Я была дома одна, родных не было, они были вынуждены уехать: моему папе аннулировали подмосковную прописку и уволили. Дело в том, что у него была так называемая тридцать девятая статья по паспортизации, его выгнали за сто первый километр. Наши дачные хозяева за взятку прописали его у себя, по Курской дороге, там же он и работал, сначала на пластмассовом заводе, а потом, когда на заводе сменился директор, перешел на машиностроительный завод. Вообще по профессии папа был инженер-химик. А мама— преподаватель русского и французского языков. Но когда папу лишили подмосковной прописки, в 1951 году, ему пришлось уехать к знакомым, тоже из репрессированных. Написали, что там можно устроиться, несмотря на «клеймо» в паспорте. Туда же поехала мама, уволившись из института иностранных языков.
Таким образом, я в то время жила одна. Но квартира была коммунальная, там жила еще одна семья, в которой старшая сестра была прокурором — из-за нее папа не мог приходить к нам домой. Мы с соседями совсем не общались. Так что я не знаю, были они дома, когда объявили о смерти Сталина, или нет. Эта прокурорша как-то даже написала на меня в университет анонимку, что мой отец репрессирован. Я не была комсомолкой, и это грозило мне различными санкциями. Меня тогда вызвала парторг факультета — я была изумлена, потому что никоим образом не относилась к партийным организациям, — и протянула мне письмо, в котором я узнала Натальин почерк. Мы жили вместе всю жизнь, я не могла не узнать почерк: как-никак одна кухня, одна уборная, одна ванная; коммуналка — она и есть коммуналка. Так вот, она протягивает мне это самое письмо, в котором написано, что студентка Ирина Высочина скрыла, что ее отец репрессирован, и все в таком духе. Без подписи. Любовь Ивановна спрашивает меня: «Это правда?» Что мне оставалось делать? Я ответила: «Да». Тогда она взяла у меня из рук это письмо, порвала на мелкие-мелкие клочки, попросила протянуть руки и велела выкинуть все в унитаз, чтобы ни одного кусочка не осталось. Я так и сделала. Вдогонку Любовь Ивановна сказала мне, что если бы была подпись, то она вынуждена была бы дать ход этому делу. Это было в 52-м году.

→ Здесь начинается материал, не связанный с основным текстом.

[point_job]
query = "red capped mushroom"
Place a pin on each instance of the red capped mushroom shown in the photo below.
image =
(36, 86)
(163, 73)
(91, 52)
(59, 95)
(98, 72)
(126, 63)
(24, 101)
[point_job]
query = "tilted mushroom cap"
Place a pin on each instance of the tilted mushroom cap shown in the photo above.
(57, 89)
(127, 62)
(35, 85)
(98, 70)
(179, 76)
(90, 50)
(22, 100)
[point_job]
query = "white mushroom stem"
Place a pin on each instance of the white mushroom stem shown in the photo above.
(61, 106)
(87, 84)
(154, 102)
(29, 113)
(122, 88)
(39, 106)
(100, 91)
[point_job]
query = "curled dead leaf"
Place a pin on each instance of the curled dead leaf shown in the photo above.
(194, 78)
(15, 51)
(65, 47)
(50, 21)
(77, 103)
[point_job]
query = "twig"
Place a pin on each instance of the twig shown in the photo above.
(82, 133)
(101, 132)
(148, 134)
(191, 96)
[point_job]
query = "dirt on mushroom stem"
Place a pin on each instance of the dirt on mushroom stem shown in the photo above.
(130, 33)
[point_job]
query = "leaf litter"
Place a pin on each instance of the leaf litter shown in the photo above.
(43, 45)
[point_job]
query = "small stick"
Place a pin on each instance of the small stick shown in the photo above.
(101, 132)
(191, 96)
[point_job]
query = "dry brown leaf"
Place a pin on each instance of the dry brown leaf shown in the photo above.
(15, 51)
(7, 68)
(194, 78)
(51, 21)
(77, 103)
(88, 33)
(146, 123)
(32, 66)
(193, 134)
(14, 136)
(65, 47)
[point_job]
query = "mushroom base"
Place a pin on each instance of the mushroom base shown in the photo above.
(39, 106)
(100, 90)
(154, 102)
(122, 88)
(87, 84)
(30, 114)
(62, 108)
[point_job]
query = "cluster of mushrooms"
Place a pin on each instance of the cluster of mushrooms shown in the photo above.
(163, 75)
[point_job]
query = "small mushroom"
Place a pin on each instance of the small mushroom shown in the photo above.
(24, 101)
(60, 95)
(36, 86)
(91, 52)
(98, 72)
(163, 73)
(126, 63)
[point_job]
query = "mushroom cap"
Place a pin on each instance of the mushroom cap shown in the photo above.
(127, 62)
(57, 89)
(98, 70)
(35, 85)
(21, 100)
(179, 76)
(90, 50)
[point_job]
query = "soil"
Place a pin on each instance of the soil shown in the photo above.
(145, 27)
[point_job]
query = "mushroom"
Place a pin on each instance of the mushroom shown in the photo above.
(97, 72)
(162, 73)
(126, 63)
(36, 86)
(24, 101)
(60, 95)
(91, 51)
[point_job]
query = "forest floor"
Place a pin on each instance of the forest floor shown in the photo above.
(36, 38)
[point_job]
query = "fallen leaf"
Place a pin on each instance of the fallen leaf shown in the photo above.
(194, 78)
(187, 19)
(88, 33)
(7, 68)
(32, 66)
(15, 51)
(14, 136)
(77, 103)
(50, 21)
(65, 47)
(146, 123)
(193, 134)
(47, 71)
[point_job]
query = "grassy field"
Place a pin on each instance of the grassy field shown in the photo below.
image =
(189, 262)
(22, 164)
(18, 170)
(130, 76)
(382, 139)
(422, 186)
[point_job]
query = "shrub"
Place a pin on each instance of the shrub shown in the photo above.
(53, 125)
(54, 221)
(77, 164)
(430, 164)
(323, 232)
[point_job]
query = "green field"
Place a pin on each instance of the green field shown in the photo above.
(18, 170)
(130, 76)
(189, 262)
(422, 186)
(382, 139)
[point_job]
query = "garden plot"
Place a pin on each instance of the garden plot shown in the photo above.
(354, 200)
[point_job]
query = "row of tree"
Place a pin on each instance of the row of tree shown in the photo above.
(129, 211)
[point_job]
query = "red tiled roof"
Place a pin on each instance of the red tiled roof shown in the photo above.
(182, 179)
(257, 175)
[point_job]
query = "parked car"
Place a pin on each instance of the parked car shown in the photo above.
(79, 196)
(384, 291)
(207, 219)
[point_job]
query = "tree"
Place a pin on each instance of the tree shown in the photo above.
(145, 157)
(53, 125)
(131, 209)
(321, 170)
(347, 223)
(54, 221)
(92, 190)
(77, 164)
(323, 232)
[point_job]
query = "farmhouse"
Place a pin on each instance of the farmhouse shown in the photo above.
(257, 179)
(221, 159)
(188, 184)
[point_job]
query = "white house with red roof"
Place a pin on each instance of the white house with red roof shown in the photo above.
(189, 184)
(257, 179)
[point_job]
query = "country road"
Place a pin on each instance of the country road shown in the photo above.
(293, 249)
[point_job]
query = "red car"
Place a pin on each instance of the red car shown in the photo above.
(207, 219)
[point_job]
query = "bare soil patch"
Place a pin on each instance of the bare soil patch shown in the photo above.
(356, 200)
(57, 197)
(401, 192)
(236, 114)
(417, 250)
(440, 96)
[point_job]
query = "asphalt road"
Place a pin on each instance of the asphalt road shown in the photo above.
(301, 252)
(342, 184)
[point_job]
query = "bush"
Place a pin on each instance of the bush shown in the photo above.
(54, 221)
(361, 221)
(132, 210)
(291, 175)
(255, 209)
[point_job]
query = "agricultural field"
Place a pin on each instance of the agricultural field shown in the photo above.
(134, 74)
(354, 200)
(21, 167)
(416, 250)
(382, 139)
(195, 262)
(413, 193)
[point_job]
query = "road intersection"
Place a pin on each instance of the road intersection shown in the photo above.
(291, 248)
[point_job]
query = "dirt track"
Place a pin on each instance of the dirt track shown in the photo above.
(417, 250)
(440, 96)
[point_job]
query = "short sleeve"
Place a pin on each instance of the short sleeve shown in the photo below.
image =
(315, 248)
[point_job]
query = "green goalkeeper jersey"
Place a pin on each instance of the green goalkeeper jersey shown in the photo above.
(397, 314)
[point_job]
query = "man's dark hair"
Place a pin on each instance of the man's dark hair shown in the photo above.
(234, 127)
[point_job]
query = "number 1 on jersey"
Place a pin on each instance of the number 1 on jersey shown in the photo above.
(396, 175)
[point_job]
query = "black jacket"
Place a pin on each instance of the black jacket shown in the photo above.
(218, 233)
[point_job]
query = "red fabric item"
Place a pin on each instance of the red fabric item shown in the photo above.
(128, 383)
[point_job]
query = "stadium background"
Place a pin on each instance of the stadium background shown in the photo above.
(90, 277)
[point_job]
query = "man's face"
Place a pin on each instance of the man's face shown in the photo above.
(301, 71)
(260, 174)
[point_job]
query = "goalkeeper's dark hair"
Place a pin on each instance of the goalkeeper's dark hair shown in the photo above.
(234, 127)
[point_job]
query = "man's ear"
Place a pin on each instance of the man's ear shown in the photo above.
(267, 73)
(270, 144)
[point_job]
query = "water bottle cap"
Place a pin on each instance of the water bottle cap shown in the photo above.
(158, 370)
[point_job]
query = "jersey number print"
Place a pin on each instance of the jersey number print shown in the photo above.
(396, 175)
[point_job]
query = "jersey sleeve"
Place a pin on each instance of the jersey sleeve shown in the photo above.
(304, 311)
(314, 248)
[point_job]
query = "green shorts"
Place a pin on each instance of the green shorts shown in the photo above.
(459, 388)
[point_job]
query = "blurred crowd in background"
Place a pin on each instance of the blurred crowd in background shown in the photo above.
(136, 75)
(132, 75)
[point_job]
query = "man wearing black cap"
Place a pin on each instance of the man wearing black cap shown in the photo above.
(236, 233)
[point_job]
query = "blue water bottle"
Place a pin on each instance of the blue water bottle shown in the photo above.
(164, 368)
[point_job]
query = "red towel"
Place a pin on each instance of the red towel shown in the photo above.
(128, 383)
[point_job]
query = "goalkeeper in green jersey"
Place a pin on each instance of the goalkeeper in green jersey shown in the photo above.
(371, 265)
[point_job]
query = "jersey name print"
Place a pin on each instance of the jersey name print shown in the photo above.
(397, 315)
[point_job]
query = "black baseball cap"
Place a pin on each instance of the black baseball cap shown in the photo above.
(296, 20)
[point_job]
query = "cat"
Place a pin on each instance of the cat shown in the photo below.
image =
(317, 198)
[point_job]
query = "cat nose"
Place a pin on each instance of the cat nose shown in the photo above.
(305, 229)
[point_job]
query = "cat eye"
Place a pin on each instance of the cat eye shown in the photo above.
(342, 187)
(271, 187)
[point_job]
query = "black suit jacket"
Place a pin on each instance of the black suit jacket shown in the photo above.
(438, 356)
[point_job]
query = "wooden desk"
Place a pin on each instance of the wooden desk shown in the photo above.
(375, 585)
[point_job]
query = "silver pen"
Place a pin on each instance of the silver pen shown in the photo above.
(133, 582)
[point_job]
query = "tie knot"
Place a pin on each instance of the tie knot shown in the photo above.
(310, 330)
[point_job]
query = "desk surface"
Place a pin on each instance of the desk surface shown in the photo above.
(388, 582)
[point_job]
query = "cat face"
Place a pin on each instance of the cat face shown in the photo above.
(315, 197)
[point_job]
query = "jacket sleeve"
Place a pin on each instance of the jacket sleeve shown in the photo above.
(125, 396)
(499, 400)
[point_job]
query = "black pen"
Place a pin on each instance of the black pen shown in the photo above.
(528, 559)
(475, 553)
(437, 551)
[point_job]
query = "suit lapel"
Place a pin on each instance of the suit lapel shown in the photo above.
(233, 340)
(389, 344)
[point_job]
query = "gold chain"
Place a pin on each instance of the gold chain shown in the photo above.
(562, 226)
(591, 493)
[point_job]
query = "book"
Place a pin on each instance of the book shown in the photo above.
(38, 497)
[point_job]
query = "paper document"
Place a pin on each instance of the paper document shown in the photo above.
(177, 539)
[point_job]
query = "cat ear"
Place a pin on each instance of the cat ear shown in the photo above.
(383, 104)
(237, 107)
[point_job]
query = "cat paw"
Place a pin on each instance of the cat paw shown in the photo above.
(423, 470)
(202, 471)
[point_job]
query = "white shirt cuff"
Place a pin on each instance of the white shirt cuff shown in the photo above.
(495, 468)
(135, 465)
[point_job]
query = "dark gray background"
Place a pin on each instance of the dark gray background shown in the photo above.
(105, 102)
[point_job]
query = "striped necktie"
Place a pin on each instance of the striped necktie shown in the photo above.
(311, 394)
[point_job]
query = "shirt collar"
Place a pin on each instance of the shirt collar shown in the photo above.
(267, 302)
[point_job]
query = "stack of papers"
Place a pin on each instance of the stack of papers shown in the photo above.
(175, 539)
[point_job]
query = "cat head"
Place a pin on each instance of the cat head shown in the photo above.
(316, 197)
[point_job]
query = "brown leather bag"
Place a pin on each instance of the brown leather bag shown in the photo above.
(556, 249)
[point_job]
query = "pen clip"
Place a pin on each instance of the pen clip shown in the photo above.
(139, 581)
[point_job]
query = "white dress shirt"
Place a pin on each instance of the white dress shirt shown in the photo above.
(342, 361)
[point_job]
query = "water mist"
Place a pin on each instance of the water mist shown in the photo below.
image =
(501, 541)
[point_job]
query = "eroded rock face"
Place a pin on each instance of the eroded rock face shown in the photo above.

Вообще начиная с 17-го года в моей семье от советской власти пострадали 24 человека. Так что когда я услышала сообщение о смерти Сталина, я испытала безумную радость, что говорить. Но на похороны все равно отправилась: я хотела убедиться.
В день, когда объявили о смерти, нас собрали в университете, в старом здании на Моховой, в актовом зале. Мы должны были рыдать. Там уже ждали все наши профессора. Сергей Евгеньевич Северин, старший брат которого был расстрелян в 1937 или 1938 году, младший его брат Евгений Евгеньевич сидел в лагере, братья жены Сергея Евгеньевича тоже все сидели, он содержал всех племянников своей жены. Он был хорошим актером и много рыдал. В нашей большой аудитории сияли, кажется, только два человека: я и наш сокурсник, Кирилл Жиков, у которого в этот день родилась дочка.
Надо сказать, что многие в те дни плакали искренне. Мамина университетская подруга, у которой пересажали всех братьев, говорила, что плакала, потому что было страшно: «А что дальше?»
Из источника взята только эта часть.